🤖 AI Summary
This work addresses core challenges in egocentric video question answering (Egocentric Video QA)—including long-horizon temporal reasoning, strong viewpoint specificity, and frequent camera motion—by constructing the low-noise QaEgo4Dv2 benchmark. It presents the first systematic evaluation of leading multimodal large language models (MLLMs), including GPT-4o, Gemini-1.5-Pro, Video-LLaVA-7B, and Qwen2-VL-7B-Instruct, under both zero-shot transfer and supervised fine-tuning settings across open-ended (OpenQA) and closed-ended (CloseQA) paradigms. Results reveal spatial reasoning and fine-grained object recognition as critical bottlenecks. Fine-tuning Video-LLaVA-7B and Qwen2-VL-7B-Instruct achieves new state-of-the-art performance: +2.6% improvement in ROUGE and METEOR scores for OpenQA, and +13% absolute accuracy gain for CloseQA.
📝 Abstract
Egocentric Video Question Answering (QA) requires models to handle long-horizon temporal reasoning, first-person perspectives, and specialized challenges like frequent camera movement.
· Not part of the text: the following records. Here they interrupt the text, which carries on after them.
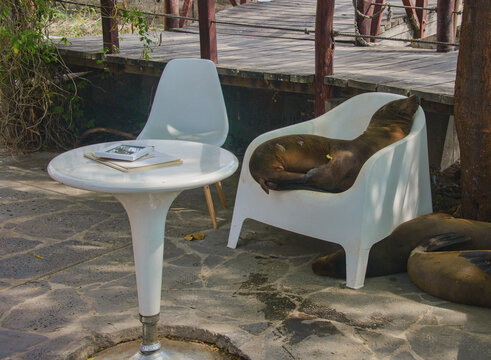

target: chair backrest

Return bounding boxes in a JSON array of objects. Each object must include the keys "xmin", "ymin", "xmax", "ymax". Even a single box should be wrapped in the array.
[
  {"xmin": 138, "ymin": 59, "xmax": 228, "ymax": 146},
  {"xmin": 312, "ymin": 92, "xmax": 404, "ymax": 140}
]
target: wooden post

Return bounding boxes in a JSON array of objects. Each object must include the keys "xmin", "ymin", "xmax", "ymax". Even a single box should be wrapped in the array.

This paper systematically evaluates both proprietary and open-source Multimodal Large Language Models (MLLMs) on QaEgo4Dv2 - a refined dataset of egocentric videos derived from QaEgo4D. Four popular MLLMs (GPT-4o, Gemini-1.5-Pro, Video-LLaVa-7B and Qwen2-VL-7B-Instruct) are assessed using zero-shot and fine-tuned approaches for both OpenQA and CloseQA settings. We introduce QaEgo4Dv2 to mitigate annotation noise in QaEgo4D, enabling more reliable comparison. Our results show that fine-tuned Video-LLaVa-7B and Qwen2-VL-7B-Instruct achieve new state-of-the-art performance, surpassing previous benchmarks by up to +2.6% ROUGE/METEOR (for OpenQA) and +13% accuracy (for CloseQA). We also present a thorough error analysis, indicating the model's difficulty in spatial reasoning and fine-grained object recognition - key areas for future improvement.